The classic movie Robert Redford was rejected for because he wasn’t a “loser”

Being a handsome, charming, and charismatic star is undoubtedly much more of a benefit than it is a detriment in Hollywood, but Robert Redford ended up missing out on the lead role in a classic movie because there was no way he could convince anybody that he was a loser.

That’s not to say he was eye candy and nothing more, of course, with Redford regarded as one of his generation’s finest performers. Equally comfortable treading the boards as he was lighting up a movie, the actor’s stage and screen credentials didn’t matter in the slightest when the casting process began for a film that would go on to earn seven Academy Award nominations including ‘Best Picture’.

Mike Nichols was already very familiar with Redford having directed him on Broadway in Neil Simon’s Barefoot in the Park, a role that the leading man would reprise in the 1967 film adaptation. The respected stage director only had one feature under his belt at the time, but it landed him on the ‘Best Director’ shortlist when he steered Elizabeth Taylor to ‘Best Actress’ glory in Who’s Afraid of Virginia Woolf?.

For his follow-up, Nichols had settled on adapting Charles Webb’s The Graduate, and the entire production hinged on the identity of the actor cast as Benjamin Braddock. Fresh out of college and unable to figure out what he wants to do with his life, he ends up being seduced by his parents’ friend Mrs Robinson, before matters get increasingly complicated when he falls for her daughter.

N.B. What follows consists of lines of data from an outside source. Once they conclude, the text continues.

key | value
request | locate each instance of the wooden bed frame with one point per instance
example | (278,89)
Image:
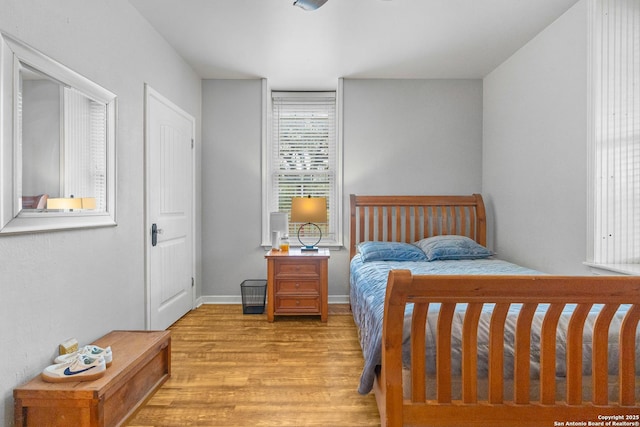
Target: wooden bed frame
(410,218)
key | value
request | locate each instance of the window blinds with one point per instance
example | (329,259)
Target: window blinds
(616,131)
(85,170)
(303,154)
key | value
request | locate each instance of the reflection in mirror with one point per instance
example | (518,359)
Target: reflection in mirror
(59,164)
(61,145)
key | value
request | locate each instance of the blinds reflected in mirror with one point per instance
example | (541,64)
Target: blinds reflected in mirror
(85,168)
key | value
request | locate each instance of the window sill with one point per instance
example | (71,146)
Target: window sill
(624,269)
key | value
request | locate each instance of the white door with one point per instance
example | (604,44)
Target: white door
(170,186)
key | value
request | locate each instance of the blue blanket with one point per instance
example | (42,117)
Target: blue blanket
(367,295)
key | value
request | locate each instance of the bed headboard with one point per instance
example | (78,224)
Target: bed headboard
(411,218)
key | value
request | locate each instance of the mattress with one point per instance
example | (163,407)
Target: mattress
(367,294)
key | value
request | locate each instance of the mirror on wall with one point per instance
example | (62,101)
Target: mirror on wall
(57,152)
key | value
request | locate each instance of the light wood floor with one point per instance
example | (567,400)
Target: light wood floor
(230,369)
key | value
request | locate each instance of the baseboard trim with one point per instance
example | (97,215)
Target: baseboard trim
(237,299)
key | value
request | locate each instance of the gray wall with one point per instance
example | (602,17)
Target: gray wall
(400,137)
(84,283)
(534,149)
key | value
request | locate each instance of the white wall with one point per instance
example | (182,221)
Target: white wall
(534,148)
(400,137)
(231,187)
(84,283)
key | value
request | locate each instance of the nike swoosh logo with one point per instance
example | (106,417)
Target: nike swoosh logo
(70,372)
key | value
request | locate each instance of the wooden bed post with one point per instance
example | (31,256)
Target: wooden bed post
(391,380)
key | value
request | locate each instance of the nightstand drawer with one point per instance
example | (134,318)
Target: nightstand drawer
(298,304)
(297,287)
(292,268)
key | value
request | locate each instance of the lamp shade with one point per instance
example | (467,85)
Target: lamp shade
(309,209)
(309,4)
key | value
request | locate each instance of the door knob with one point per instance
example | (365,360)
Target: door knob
(154,234)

Braddock is far from being cool, calm, and collected, which were qualities Redford exuded effortlessly. He wanted the part, and may have been under the impression his established professional relationship with Nichols would work in his favour, only for his natural suaveness to rule him out of the running.

“I interviewed hundreds, maybe thousands, of men,” Nichols admitted of the casting process per Vanity Fair, before his conversation with Redford turned out to be a short one. “I said, ‘You can’t play it. You can never play a loser’. And Redford said, ‘What do you mean? Of course I can play a loser’. And I said, ‘OK, have you ever struck out with a girl’. And he said, ‘What do you mean?’. And he wasn’t joking.”

It must have been a hard life for Redford, having absolutely no idea what Nichols was even referring to after being quizzed on whether any advances made towards the opposite sex had failed to bear fruit. No offence to Dustin Hoffman, but he was exactly the kind of loser The Graduate was crying out for, which was reflected in the ‘Best Actor’ nominee giving a breakthrough performance in a movie that netted Nichols the Oscar for ‘Best Director’.